General Sir Richard Dannatt, who has visited the southern African country several times in recent years, said the British Army had established a staff college in Harare after 1979 "to underpin the professional development of post-UDI army".
The former British colony of Southern Rhodesia made its Unilateral Declaration of Independence (UDI) in 1965 under white rule and did not achieve majority African rule, under the new name of Zimbabwe, until 1979.
Lord Dannatt told the House of Lords: "I often reflect now that there must be a generation of Zimbabwean army officers out there, who were trained by us in the 1980s, who know that there is a better way than that of the repressive dictatorship of Robert Mugabe."
The crossbench peer, in his first Lords speech since being appointed by Prime Minister David Cameron last year, went on: "Will they, I wonder, ever find the moral courage to stand up and do the right thing? They know what that is. We taught them."
Lord Dannatt, who was tipped by Cameron before the general election as a future Tory minister, was speaking in a Lords debate on Zimbabwe, opened by Liberal Democrat ex-MP Lord Avebury.

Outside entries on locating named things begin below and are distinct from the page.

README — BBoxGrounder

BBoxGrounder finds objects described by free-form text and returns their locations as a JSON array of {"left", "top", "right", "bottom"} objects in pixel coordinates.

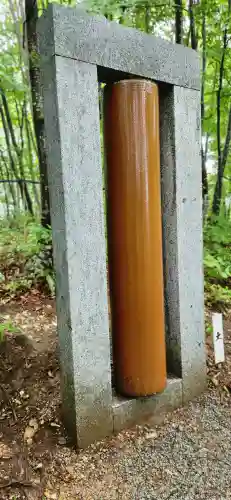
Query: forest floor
[{"left": 0, "top": 291, "right": 231, "bottom": 500}]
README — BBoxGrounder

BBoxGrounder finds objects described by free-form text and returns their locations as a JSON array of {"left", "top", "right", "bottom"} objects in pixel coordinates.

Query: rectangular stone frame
[{"left": 38, "top": 4, "right": 206, "bottom": 448}]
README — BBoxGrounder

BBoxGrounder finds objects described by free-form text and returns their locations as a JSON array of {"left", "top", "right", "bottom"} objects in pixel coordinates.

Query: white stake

The strife-torn country is ruled, in an uneasy power-sharing deal, by Mugabe’s Zanu PF party and two rival factions of the Movement for Democratic Change (MDC). Another election is due this year, with no agreement on when it should happen.
Foreign Office minister Tory Lord Howell of Guildford, replying to the debate, told Lord Dannatt: "We listened with great interest to what you had to say."